Marketing Mix-Price Task Marketing Mix-Price Introduction Marketing mix is a number of combined fundamentals that are used to market products. It entails the 4ps; ‘product’, ‘place’, ‘price’ and ‘promotion’ (Belohlavek, 2008, 11). This paper aptly looks at the third p; price. Pricing Strategy Faroka Watch Company is a company that sells watches, and apparently aims at maximizing profits while diminishing competition (Belohlavek, 2008, 15). In order to accomplish this, they must put in place a solid pricing strategy that will ensure their products are not over prized, or under prized to ensure they reduce chances of incurring losses.
There are four approaches that Faroka Watch Company can use. 1. Value Pricing The term means charging prices in accordance to the value of products delivered to customers. This strategy is normally referred to as skimming and is to be used at an opportune moment, since the higher the price the higher the sales. This strategy is best used at the initial stage, since customers believe that expensive merchandise are the best. This strategy is mostly thrives on luxury items like clothes and accessories, for example, watches.

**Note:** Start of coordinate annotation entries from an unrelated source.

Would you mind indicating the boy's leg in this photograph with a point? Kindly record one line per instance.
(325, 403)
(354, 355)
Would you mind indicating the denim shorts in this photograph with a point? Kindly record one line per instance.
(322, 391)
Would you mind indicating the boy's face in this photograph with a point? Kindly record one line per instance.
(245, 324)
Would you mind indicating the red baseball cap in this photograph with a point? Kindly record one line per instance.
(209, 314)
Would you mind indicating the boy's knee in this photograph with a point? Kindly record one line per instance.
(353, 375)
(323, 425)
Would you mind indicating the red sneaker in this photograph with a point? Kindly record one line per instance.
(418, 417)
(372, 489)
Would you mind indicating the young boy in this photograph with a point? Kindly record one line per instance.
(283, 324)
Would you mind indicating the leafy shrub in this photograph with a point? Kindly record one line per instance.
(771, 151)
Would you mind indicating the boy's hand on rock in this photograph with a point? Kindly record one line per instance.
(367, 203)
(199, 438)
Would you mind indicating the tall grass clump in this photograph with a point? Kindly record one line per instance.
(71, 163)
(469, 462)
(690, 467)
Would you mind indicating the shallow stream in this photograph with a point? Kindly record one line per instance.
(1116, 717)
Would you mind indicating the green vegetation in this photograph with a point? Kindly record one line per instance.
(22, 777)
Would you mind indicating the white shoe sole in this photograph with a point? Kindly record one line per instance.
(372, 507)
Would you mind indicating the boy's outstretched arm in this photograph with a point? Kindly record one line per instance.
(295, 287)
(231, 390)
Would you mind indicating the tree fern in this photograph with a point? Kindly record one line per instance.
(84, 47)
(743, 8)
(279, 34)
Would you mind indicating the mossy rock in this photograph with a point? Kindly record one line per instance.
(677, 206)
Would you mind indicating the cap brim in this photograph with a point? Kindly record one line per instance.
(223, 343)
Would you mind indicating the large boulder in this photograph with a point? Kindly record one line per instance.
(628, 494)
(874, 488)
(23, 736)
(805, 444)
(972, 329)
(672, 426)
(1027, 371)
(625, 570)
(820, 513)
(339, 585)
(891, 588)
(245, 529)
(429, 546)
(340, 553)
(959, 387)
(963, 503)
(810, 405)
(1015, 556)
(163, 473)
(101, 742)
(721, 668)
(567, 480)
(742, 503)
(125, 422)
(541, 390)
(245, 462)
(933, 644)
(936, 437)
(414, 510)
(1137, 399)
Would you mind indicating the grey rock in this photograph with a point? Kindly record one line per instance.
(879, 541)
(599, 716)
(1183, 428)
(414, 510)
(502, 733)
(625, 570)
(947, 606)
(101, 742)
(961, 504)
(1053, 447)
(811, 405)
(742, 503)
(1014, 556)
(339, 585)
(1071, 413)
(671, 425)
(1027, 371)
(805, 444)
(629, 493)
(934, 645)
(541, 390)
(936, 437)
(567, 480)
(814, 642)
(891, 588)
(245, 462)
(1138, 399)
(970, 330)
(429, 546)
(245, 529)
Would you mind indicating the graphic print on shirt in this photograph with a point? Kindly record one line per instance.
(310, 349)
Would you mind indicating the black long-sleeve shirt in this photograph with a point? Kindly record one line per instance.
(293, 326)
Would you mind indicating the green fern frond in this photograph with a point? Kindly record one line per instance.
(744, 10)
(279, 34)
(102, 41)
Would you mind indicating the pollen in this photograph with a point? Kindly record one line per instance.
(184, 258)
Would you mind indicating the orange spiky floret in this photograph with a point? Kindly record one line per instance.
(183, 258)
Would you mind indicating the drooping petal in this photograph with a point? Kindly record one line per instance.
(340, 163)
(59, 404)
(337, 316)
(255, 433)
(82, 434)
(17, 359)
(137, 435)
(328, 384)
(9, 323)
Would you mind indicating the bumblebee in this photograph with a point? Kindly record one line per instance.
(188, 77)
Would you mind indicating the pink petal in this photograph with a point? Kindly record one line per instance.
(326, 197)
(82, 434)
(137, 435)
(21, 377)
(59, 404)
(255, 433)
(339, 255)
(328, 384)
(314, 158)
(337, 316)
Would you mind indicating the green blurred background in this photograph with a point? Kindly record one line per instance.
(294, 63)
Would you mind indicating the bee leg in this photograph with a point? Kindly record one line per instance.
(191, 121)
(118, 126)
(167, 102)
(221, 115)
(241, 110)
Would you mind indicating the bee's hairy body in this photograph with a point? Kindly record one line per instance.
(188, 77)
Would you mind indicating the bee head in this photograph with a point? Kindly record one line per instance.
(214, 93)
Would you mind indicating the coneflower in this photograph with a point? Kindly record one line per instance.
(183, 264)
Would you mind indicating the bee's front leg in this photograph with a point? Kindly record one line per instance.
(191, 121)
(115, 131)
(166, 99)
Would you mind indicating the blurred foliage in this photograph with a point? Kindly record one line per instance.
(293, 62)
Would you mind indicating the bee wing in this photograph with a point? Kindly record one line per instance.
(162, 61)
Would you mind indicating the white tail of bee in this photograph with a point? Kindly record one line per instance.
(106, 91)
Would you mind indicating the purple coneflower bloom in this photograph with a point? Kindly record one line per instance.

Therefore, Faroka Watch Company can consider value pricing although pricing is limited to price elasticity (Belohlavek, 2008, 65). 2. Competitive Pricing Competitive pricing means selling of products at a much lower price than the rest of the producers of similar products. Competitive pricing is aimed at boosting the sales volume and maintaining low costs so as to avoid incurring massive losses to the company. It achieves these sales boosts by attracting a larger number of customers and enhances consumer allegiance. This strategy usually succeeds in a situation where there is a sale of comparable merchandise.
For example, if Faroka Watch Company decides to sell its products in the range of $10-$500 while Rolex Watch Company sells its products from $20-$1000, Faroka watch company will have a higher sales volume than Rolex Watch Company. 3. Cost Plus Profit Cost plus profit means that profit needed from the sale of the products, is added to the cost of manufacturing (Ruskin-Brown, 2006, 169). This strategy is mainly referred to as cost –oriented strategy. For example, if Faroka Watch Company has produced 100 pieces of watches, worth $100 in manufacturing cost.
This means that each watch has a production cost of $10, and they target $10 profit from each watch. Therefore, while deciding on the pricing in consideration of cost plus profit, Faroka Company will add the cost of production plus the target profit, to arrive at $20 per watch. This strategy is preferable to Government bureaus and administrative contracts (Ruskin-Brown, 2006, 169). 4. Break Even Ratio Break even ratio is not a pricing strategy but a pricing awareness strategy that aids in preventing losses and bankruptcy. Correct pricing majorly depends on break even analysis, since it enlightens the producers when a commodity is an exceptional idea or if it leads to bankruptcy.
This is in consideration to the prices charged by rival companies on comparable merchandise. Faroka watch company should analyse the break even ratio to avoid overpricing or under pricing, since both result in poor sales and massive losses to the company (Ruskin-Brown, 2006, 169). Conclusion For any product to boom in the market, manufacturers must perform a marketing mix on their merchandise. Out of the four Ps, that is ‘pricing’, ‘promotion’, ‘product’ and ‘place’; pricing is the key determiner of the sales outcome (Belohlavek, 2008, 11).
Therefore, Faroka Watch Company must mull over the above discussed pricing strategies. Bibliography Belohlavek, P., (2008), Unicist Marketing Mix, Carson: Blue Eagle Group. Ruskin-Brown, I., (2006), Mastering marketing: a comprehensive introduction to the skills of developing and defending your companys revenue, London, Thorogood.